I think I suffer from a by-product of living in New Jersey, which the incredible Junot Diaz described in The Brief Wondrous Life of Oscar Wao as: “A particularly Jersey malaise – the inextinguishable longing for elsewheres.”
So I pulled a Single White Female on my friend and made my reservation for the same trip for beginning of August.
But the goal of the trip morphed over time and while at first, my giant ego worried that people would feel sorry for me for going on vacation alone, that eventually became the whole point of the journey.
I am a person who enjoys living in the cozy little box I’ve built for myself – often ordering the same meal whenever I go to certain restaurants because I know what I’m getting – and am not naturally inclined to venture out of my comfort zone. And I certainly try not to do so alone.
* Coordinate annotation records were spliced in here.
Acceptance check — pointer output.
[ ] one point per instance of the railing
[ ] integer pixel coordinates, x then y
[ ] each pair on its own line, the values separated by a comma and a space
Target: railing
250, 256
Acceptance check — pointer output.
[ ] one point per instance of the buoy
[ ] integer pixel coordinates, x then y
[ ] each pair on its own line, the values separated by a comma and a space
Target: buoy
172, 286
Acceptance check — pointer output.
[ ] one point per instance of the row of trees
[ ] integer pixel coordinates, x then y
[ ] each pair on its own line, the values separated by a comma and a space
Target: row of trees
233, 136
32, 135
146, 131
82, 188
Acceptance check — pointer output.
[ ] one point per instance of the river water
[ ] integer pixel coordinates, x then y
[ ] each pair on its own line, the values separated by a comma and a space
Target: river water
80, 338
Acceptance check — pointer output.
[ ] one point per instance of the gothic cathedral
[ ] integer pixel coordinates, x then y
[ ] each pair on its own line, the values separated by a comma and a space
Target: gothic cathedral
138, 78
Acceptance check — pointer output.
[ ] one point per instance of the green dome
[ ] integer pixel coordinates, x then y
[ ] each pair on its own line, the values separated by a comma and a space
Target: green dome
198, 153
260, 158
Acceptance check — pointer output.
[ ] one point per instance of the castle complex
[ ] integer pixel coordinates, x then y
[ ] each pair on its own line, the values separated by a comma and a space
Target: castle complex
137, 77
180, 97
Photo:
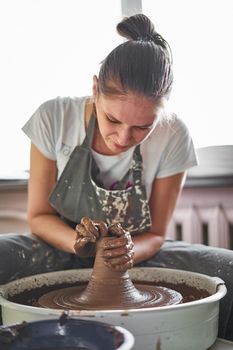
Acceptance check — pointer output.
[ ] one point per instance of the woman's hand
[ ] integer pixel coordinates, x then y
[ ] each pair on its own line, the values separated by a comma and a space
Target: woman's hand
118, 249
88, 231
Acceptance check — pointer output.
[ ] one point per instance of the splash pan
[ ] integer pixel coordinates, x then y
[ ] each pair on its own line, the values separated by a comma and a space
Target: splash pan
192, 325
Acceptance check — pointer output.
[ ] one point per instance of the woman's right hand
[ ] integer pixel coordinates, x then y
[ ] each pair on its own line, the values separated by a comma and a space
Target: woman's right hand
88, 232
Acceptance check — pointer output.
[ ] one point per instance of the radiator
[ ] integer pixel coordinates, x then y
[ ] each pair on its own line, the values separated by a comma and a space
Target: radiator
204, 215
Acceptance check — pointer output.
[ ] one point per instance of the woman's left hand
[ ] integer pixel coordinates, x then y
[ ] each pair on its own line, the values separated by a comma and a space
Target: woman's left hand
118, 249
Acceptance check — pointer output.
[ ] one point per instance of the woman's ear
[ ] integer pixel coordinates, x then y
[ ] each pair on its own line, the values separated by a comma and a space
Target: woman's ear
95, 86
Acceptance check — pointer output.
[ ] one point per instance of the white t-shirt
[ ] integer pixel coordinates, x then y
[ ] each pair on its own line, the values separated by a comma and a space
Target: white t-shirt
58, 126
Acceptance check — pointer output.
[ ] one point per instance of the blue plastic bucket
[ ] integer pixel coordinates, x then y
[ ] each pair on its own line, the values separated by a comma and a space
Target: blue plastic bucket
65, 334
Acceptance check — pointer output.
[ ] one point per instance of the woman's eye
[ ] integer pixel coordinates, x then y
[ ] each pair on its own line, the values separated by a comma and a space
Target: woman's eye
112, 120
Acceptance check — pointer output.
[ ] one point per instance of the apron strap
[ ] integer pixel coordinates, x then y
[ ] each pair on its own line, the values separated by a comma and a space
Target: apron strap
90, 132
137, 166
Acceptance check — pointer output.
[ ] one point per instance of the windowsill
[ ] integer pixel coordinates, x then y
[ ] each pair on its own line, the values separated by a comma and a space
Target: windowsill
209, 181
12, 185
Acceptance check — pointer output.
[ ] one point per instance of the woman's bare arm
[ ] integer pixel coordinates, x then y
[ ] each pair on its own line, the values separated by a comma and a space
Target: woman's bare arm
43, 219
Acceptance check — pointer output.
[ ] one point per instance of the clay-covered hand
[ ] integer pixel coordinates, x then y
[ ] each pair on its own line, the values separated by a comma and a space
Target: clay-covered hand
118, 249
88, 231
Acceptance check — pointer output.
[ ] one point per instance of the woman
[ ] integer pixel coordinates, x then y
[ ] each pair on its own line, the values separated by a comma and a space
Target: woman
117, 156
120, 133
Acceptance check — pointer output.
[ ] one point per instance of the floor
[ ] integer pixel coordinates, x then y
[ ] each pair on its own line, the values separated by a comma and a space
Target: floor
222, 344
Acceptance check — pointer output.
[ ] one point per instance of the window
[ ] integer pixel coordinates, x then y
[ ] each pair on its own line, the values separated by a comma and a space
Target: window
49, 48
200, 35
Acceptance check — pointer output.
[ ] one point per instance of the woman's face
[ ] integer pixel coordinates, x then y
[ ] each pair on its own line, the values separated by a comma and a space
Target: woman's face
125, 121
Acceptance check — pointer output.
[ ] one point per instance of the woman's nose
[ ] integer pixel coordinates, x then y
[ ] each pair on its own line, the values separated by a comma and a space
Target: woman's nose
124, 135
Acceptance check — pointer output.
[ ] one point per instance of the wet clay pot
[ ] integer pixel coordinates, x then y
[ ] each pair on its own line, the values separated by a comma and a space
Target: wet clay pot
192, 325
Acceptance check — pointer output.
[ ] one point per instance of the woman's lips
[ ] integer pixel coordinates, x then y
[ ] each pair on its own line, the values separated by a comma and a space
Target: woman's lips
122, 147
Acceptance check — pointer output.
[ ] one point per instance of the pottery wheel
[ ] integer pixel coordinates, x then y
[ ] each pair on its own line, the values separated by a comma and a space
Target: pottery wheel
144, 296
109, 289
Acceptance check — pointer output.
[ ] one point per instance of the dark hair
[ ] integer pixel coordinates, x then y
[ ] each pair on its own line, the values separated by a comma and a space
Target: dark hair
142, 64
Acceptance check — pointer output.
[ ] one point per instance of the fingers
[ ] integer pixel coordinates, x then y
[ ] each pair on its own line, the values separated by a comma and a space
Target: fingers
102, 228
116, 230
89, 226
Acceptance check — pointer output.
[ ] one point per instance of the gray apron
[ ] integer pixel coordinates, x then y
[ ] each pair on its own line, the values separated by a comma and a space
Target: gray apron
79, 192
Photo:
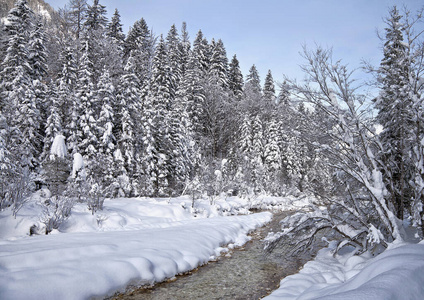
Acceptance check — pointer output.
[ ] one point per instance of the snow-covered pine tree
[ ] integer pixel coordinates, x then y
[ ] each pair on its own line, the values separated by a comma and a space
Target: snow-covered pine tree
18, 97
394, 107
128, 105
66, 85
235, 78
96, 16
174, 54
269, 88
53, 126
86, 126
141, 42
252, 88
105, 122
257, 154
185, 48
77, 13
201, 52
191, 92
114, 29
272, 156
161, 94
38, 62
219, 63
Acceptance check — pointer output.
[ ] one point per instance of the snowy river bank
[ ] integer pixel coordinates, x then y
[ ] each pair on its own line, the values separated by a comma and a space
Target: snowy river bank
248, 272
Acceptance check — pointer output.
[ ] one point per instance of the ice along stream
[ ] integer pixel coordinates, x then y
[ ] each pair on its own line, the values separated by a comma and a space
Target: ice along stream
247, 273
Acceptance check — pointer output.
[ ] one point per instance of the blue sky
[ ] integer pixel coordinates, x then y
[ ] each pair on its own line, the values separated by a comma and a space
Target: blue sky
270, 33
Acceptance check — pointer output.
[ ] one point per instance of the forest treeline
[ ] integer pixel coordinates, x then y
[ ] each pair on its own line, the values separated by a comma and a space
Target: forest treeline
158, 116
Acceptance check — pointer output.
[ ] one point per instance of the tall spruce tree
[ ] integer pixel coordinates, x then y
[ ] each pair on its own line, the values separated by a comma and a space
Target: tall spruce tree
394, 111
235, 78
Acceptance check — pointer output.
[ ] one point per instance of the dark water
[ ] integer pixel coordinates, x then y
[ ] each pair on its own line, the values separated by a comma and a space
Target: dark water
249, 273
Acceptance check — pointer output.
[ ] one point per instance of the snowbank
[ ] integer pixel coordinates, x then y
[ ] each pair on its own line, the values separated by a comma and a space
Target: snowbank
132, 241
398, 273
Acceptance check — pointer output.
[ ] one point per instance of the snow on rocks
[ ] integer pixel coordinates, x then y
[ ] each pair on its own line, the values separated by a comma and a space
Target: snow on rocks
397, 273
132, 241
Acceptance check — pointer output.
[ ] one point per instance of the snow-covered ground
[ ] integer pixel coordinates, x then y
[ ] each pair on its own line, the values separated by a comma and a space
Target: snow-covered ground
142, 241
397, 273
132, 241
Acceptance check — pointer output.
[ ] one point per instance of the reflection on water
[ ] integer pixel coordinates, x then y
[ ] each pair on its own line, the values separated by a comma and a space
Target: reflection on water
249, 273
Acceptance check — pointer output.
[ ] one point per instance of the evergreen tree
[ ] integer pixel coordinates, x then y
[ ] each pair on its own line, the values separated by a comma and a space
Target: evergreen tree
201, 52
53, 125
219, 63
394, 111
86, 126
185, 48
114, 29
174, 54
18, 96
78, 10
128, 105
252, 87
191, 94
235, 78
269, 88
105, 122
38, 62
96, 17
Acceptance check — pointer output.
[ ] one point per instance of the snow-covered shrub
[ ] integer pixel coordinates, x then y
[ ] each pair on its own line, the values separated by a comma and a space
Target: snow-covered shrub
55, 211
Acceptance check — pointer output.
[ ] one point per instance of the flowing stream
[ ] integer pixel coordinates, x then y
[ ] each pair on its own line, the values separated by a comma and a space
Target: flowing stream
244, 273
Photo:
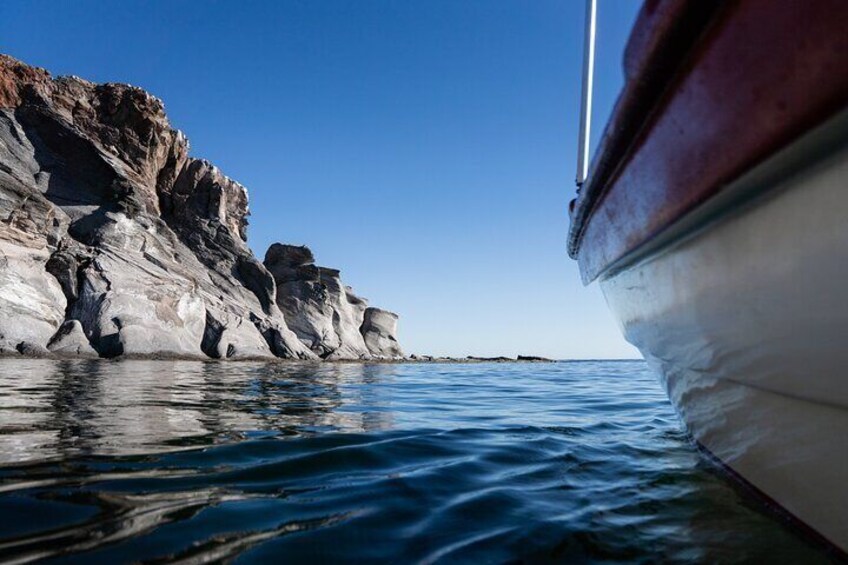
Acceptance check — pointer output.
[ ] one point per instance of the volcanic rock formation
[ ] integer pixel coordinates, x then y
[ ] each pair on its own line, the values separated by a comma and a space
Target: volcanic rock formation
114, 241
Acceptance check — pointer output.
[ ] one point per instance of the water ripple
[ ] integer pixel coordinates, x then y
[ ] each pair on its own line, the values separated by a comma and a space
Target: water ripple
197, 462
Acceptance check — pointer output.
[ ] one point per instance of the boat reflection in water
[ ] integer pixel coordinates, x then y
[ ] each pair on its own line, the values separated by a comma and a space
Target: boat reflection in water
156, 461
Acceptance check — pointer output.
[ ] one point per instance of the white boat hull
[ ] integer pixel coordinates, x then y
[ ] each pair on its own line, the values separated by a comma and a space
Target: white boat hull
746, 321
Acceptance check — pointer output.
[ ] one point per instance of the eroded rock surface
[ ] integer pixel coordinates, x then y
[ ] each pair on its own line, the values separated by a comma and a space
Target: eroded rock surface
324, 314
379, 330
114, 240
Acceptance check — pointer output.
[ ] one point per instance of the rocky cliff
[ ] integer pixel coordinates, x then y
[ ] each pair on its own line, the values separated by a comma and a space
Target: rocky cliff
113, 241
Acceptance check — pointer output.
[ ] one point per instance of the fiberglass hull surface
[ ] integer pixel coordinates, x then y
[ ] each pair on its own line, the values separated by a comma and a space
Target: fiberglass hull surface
746, 321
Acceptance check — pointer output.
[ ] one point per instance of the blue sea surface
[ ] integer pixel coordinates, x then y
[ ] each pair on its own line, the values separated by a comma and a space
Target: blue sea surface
193, 462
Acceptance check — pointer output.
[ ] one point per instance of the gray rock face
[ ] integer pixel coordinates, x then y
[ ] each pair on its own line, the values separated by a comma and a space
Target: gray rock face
324, 314
114, 240
70, 341
379, 330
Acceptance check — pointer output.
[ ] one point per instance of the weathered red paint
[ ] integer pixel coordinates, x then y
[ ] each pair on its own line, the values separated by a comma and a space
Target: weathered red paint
762, 73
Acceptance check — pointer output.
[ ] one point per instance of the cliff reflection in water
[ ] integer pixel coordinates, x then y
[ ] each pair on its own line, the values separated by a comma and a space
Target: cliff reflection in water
197, 462
54, 409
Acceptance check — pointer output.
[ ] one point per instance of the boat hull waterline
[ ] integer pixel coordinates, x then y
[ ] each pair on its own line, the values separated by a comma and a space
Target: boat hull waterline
745, 320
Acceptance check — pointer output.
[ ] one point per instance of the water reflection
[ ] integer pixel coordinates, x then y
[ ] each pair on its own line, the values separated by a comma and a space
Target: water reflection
160, 461
54, 409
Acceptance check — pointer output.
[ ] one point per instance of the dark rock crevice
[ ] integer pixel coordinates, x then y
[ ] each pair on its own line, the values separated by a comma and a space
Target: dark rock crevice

But one of the benefits of my divorce has been learning to stand on my own. To show up for parties and dinners solo, which means I might not have a wingman to sidle up to if I need to take a break from being sociable, but it also liberates me from having to wait for someone else to finish a drink or telling a story or having fun before I can leave. I can just pick up my bag and walk out the door. Sometimes I don’t even say good-bye.
So as the departure date drew nearer, I fretted about all those meals I’d be eating alone and whether I’d feel like a third wheel as the only non-paired person on the week-long sailing trip (I met up with two couples and a pair of friends).
It was a challenge figuring out how to get over myself and stop worrying about what other people might be thinking, and focus instead on what I thought and what made me happy.
And if you are a parent, you know that that is about as natural as well, pushing a baby out of your bottom. It just doesn’t feel right. But somehow, it is.
I’ve especially enjoyed the reaction I’ve gotten from people when they’ve learned about my solo trip. I’ve liked watching their faces change as I explain how I went off to Greece alone and then maybe I get a fist bump or a “Wow” in return.
My college roommate called to welcome me back and said, “I can’t even go to the movies by myself.”
And the taxi driver who drove me from my hotel in Athens to the Acropolis couldn’t believe I was a single woman travelling alone in a foreign country. “No family?” he asked. “No one?”
“Ah, okay, it’s good, it’s good,” he finished, but I could tell he still thought it was kind of crazy as I stepped out alone into the hot Athens sun.
But the most interesting reaction came from the Korean lady who owns my dry cleaner. I ran in the day before I was to leave on my trip, begging her to hem an adorable pajama-y bottom pants I had just bought and desperately wanted to take with me. She finally relented and as she pinned the bottoms of the gauzy fabric for hemming, she asked me where I was going.
“Greece,” I told her and she looked up at me with widened eyes, pins clenched between her lips.
I went back to drop some stuff off to be cleaned after the trip and she asked me how it was. I told her it was great and somehow it came up that I had gone by myself.
“What?” she asked. “I couldn’t go anywhere alone,” she confided.
This is a woman who speaks English with a heavy accent and obviously came to the United States from some place else. Like, she’s had to step out of a comfort zone or two as some point in her life but still feels uncomfortable being by herself.
Some day I hope to return to Greece with a companion; someone to swim with in the salty Aegean and look up at the blanket of stars at night overhead and wake up with to the sound of a rooster crowing at dawn.
But I had a bigger journey to make this time around. I needed to go someplace a little scary and know, no matter what, I’d always be in good company.